Eros Capital, Les lois du marché amoureux, François de Smet (par Guy Donikian)
Eros Capital, Les lois du marché amoureux, janvier 2019, 320 pages, 21 €
Ecrivain(s): François de Smet Edition: Flammarion
On se souvient tous des propos d’une vulgarité sans nom d’un certain Donald Trump dans une vidéo où il déclarait éhontément : « Grab’m by the Pussy ». C’était en 2005, les propos d’un futur président… Cette citation fait partie de celles qu’utilise François de Smet dans cet Eros Capital, dont l’objet n’est rien moins que de démonter les thèses romantiques des unions amoureuses quelles qu’elles soient et de démontrer des équivalences a priori surprenantes : le mariage romantique et la relation sexuelle rétribuée ont un dénominateur commun qui n’est autre qu’un échange économico-sexuel.
Chez l’épouse bourgeoise l’échange est implicite alors qu’il est clair chez la putain avec un billet de 50 euros. Quand Trump fait cette déclaration, il choque évidemment nos éthiques en même temps qu’il nous remémore des réalités étouffées par une morale qui n’aura fait qu’entériner des nécessités sociales et économiques.
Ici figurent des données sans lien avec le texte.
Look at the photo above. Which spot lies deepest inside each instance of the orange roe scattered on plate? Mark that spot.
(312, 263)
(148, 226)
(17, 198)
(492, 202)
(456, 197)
L’auteur fonde sa démonstration sur des constats scientifiques dont le premier et non le moindre est celui qui fait de chaque mâle le porteur de cellules qu’il veut disperser vers le plus de chemins possibles et de chaque femelle celle qui choisit le meilleur partenaire. D’où des stratégies sexuelles qui confirment cette volonté de reproduction pour chaque être. Chez l’humain différentes étapes vont progressivement modifier la teneur de ces stratégies. C’est vrai quand apparaissent les religions polythéistes qui vont créer le concept d’amour pour « habiller l’inclination hormonale et biologique qui pousse les humains les uns vers les autres ». C’est vrai encore avec l’apparition des religions monothéistes qui « renforcent les schémas sociaux et culturels nécessaires à l’entretien de la domination masculine. Et le mariage se développe comme institution économique visant à unir des patrimoines, les émotions et préférences des hommes et des femmes sont secondaires dans les constitutions des unions. L’amour comme passion se vit en dehors du mariage. Le Moyen-âge invente l’amour courtois ».
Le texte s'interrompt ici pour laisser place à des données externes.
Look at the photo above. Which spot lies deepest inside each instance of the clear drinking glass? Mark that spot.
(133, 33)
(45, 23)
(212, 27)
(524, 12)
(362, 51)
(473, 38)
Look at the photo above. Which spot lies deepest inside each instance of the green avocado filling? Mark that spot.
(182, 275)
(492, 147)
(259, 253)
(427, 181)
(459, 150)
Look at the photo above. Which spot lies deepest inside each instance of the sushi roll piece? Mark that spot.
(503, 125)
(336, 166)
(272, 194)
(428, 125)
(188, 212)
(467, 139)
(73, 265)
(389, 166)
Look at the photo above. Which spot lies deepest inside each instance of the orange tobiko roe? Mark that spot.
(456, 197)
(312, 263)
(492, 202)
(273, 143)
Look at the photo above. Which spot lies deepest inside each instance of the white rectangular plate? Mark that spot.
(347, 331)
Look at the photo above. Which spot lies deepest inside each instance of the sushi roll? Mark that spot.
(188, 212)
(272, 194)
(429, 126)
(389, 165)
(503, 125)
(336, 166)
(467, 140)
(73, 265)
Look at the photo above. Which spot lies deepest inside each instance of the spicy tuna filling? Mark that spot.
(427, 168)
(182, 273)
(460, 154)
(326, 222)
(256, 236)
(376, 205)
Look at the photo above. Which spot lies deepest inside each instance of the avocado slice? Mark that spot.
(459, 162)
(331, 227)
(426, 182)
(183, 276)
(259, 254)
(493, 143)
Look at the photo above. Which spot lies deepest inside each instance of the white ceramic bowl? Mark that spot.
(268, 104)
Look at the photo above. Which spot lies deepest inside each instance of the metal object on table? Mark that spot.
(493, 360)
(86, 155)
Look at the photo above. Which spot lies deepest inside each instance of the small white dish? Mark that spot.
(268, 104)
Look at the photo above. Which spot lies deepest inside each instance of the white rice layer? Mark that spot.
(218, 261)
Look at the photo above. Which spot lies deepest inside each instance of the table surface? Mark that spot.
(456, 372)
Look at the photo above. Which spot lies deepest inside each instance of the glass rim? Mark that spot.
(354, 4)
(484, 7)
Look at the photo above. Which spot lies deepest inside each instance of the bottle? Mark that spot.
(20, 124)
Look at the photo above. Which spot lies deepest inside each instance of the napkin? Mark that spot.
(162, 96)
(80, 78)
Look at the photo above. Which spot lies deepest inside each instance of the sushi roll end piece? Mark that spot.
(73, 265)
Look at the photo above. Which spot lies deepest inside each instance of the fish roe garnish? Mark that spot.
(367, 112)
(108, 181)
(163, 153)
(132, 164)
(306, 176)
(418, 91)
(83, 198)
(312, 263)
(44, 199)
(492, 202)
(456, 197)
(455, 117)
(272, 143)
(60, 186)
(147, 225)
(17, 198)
Le dix-neuvième siècle va enfermer l’amour dans le mariage, avec la capacité à choisir son ou sa partenaire, le mariage devient synonyme d’amour et le puritanisme va condamner tout échange sexuel en dehors du mariage.
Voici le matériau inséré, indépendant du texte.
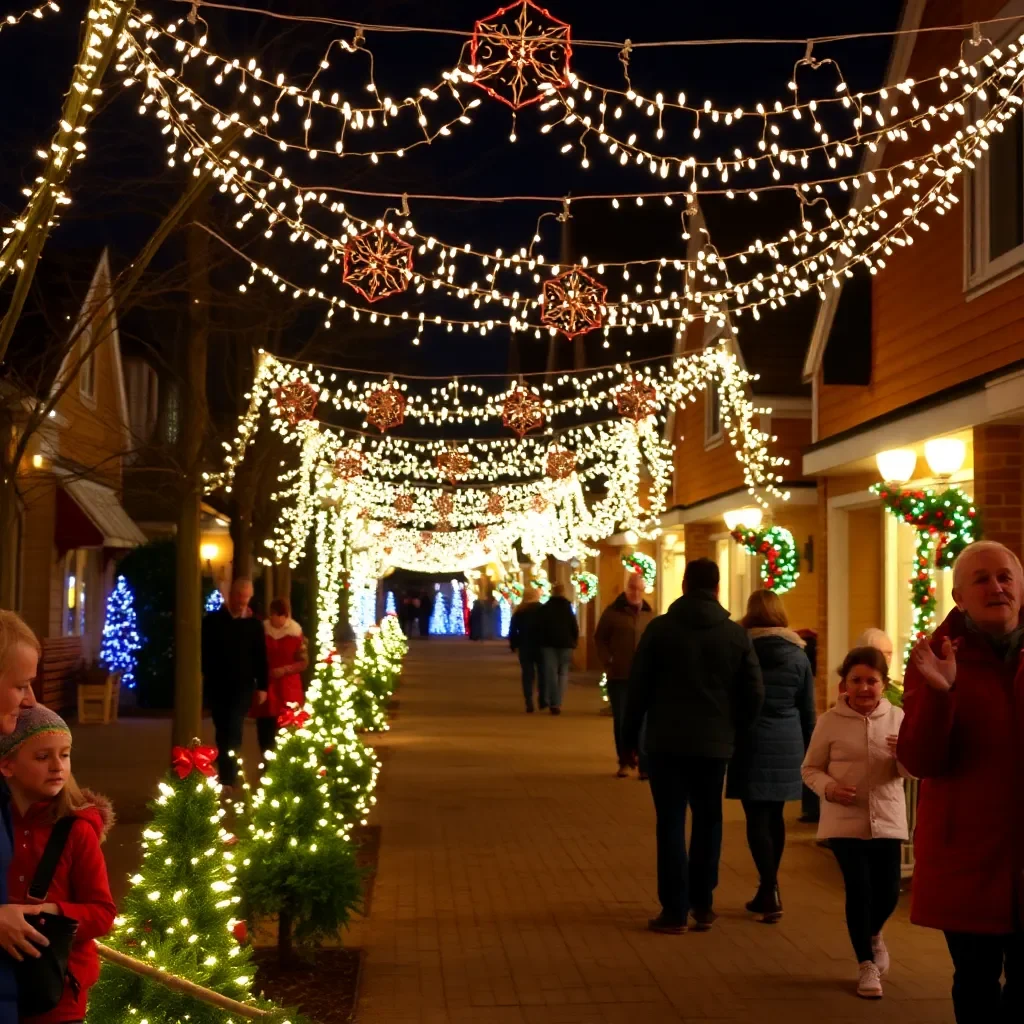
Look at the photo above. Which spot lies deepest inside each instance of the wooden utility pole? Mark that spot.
(188, 591)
Enfin le libéralisme économique propose à chacun une possible satisfaction de ses besoins, schéma que l’on calque désormais aux relations intimes et amoureuses.
La logique du marché impose donc que l’on considère l’amour comme un idéal désintéressé, ce qui par contraste renforce la force du libéralisme.
Ce texte ne laisse rien au hasard quand il démontre avec une argumentation fournie l’évolution de la relation économico-sexuelle. On aboutit ainsi avec François de Smet à la question du devenir de cette relation. On eût pu imaginer une perspective plutôt sombre au vu du cheminement de la relation. Sauf que l’auteur a une vision contraire de ce devenir, vision qui rejoint celle d’auteurs comme Houellebecq.